Another way to avoid detours and mistakes

More and more, we are seeing stories of what is being called "ChatGPT psychosis." If you haven't heard, some individuals have been experiencing psychosis-like episodes after chatting with LLMs for long periods of time.

Part of the reason seems to be the rampant sycophancy of LLMs. I'm sure you've experienced it yourself. Whether you're sharing a startup idea or idea for the next great American novel, LLMs are essentially going to tell you what you want to hear.

It can be really frustrating. That said, when coding with Cursor, I've found it extremely helpful to turn the tables on the LLM.

The crux of this? I'm not having it tell me what I want to hear; rather, I'm having it act the way I want it to act.
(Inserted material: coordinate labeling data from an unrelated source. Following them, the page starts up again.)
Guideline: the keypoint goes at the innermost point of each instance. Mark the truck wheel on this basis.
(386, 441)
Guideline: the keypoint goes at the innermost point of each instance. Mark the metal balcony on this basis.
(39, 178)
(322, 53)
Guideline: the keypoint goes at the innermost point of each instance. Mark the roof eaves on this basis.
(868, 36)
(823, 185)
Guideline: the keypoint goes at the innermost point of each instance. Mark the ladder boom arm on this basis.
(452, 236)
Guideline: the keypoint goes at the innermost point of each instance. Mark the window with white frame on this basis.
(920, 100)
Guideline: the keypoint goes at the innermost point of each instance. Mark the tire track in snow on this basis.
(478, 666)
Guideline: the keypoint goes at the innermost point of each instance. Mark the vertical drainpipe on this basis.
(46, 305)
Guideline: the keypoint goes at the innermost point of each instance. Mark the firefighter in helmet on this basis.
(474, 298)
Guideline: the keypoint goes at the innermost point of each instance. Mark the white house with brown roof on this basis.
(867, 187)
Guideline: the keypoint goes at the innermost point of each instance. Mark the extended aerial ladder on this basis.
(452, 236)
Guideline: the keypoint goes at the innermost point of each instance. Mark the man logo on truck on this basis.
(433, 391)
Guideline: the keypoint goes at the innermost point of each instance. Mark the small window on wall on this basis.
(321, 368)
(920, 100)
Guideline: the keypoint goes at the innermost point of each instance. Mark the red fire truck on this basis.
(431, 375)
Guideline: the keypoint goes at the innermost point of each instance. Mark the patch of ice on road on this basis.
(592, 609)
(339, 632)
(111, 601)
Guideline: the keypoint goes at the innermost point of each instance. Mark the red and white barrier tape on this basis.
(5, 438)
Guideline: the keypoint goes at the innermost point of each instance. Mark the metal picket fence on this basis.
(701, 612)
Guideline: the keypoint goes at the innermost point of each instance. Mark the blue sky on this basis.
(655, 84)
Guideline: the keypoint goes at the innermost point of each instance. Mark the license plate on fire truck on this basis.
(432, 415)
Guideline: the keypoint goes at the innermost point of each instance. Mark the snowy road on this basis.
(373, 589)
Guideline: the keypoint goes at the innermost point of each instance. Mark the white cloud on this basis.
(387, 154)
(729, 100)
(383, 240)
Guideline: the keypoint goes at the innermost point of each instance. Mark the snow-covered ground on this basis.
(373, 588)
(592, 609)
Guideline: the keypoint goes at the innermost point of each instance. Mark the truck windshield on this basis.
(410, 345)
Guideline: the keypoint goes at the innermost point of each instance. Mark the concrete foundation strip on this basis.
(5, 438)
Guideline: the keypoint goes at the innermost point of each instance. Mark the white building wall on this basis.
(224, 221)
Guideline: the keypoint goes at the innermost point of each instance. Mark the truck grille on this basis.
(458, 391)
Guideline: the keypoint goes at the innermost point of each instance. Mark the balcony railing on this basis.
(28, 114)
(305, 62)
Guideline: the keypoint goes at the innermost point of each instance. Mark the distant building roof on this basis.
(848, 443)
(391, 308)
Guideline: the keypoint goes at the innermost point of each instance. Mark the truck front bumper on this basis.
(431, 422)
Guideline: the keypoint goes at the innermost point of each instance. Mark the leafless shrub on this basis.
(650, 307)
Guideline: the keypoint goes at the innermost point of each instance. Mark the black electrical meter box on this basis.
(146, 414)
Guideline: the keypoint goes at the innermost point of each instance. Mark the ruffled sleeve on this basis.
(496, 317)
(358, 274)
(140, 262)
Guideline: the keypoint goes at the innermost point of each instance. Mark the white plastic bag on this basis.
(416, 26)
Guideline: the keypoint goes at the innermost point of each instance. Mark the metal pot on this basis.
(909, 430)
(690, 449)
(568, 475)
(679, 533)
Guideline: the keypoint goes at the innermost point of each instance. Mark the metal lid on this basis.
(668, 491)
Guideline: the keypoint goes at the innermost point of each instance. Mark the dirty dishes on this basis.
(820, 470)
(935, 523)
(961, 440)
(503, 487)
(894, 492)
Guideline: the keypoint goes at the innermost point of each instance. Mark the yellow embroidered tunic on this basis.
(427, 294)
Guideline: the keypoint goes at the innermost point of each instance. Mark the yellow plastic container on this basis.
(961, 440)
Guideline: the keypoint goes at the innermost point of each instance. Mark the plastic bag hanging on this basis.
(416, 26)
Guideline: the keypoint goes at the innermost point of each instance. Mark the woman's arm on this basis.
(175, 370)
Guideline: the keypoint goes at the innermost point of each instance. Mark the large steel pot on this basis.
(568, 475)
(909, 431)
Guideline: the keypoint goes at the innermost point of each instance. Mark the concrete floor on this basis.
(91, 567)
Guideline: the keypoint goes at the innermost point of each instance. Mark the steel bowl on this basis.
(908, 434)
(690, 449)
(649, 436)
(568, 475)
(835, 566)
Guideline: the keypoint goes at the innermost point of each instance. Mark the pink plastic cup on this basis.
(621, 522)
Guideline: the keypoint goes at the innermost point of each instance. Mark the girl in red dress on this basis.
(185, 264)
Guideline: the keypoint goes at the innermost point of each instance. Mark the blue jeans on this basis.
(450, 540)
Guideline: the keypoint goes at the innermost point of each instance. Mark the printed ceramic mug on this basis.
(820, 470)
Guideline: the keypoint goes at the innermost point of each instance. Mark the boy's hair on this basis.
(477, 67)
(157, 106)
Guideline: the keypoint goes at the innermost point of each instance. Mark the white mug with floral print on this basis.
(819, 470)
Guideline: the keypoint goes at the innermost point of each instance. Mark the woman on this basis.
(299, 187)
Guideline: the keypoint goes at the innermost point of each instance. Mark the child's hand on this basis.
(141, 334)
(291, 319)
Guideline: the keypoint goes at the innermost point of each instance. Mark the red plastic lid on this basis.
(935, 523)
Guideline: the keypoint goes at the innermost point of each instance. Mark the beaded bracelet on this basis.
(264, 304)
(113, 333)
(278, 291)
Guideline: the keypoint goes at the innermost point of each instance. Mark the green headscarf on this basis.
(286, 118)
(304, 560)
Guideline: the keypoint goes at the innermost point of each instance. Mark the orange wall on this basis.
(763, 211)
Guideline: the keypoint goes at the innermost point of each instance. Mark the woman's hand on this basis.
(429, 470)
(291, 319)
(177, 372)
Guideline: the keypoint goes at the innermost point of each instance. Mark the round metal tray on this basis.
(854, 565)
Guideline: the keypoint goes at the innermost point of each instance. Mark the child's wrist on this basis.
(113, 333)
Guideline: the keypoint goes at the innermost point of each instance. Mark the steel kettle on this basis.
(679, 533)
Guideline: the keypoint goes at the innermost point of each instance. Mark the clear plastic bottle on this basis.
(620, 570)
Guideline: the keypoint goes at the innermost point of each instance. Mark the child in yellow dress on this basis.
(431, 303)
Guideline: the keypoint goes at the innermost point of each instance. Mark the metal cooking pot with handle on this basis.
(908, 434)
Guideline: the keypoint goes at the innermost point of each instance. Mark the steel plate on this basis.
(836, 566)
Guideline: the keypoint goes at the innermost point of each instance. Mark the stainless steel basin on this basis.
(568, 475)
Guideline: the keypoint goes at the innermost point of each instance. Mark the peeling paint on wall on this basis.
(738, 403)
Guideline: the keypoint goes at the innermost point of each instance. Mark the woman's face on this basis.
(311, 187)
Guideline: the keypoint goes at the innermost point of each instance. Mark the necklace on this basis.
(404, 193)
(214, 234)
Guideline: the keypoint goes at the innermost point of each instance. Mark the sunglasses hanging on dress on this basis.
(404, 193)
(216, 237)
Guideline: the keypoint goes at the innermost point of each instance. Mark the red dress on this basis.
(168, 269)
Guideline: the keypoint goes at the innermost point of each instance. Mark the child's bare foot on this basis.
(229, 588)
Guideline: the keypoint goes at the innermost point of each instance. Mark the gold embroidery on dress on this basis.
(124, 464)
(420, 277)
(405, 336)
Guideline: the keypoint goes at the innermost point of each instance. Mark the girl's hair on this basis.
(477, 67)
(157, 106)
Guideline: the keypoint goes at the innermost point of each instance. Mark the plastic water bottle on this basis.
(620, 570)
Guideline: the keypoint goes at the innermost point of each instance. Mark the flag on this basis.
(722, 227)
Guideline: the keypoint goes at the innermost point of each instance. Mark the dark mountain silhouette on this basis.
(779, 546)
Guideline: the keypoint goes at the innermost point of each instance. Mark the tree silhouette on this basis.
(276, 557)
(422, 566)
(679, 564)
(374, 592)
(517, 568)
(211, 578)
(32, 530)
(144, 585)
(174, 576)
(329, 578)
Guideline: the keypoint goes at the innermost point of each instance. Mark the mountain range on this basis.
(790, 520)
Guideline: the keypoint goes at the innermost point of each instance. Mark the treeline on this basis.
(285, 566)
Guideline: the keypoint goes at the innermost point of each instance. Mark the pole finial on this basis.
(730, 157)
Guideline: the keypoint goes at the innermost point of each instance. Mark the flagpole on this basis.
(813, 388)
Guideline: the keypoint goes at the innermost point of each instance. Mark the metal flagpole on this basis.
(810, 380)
It's a fine distinction, but one that has really helped me as I've coded with Cursor. It's actually a tip referenced in one of the articles I shared two weeks ago.

Essentially, what you want to do here is tell the LLM to pretend as if it's someone. More specifically, you'll want to give the LLM a specific role and outline the roles and responsibilities within that role.

Some of the best examples come from system prompts within AI-powered code generators. For instance, we can look at a system prompt from Cursor agent. The first several paragraphs are illuminating.

Right from the start, the Cursor team tells the LLM to pretend that it is an extremely powerful coding agent. Not only that, it gives extremely specific details on how it wants the LLM to act when working for the user. In the end, these instructions provide a better user experience, stay on track when completing tasks, and reduce costs.

We can do a similar thing when prompting LLMs, whether we are coding in Cursor ourselves or trying to get ChatGPT to solve a problem. We can tell our LLM to pretend that it is an expert in some area, give it guidelines to follow, and proceed from there.

In Cursor, you can put this in your Cursor Rules folder. But if you are just speaking with ChatGPT or Claude on a regular basis, I'd recommend that you follow this framework when you're starting a new conversation.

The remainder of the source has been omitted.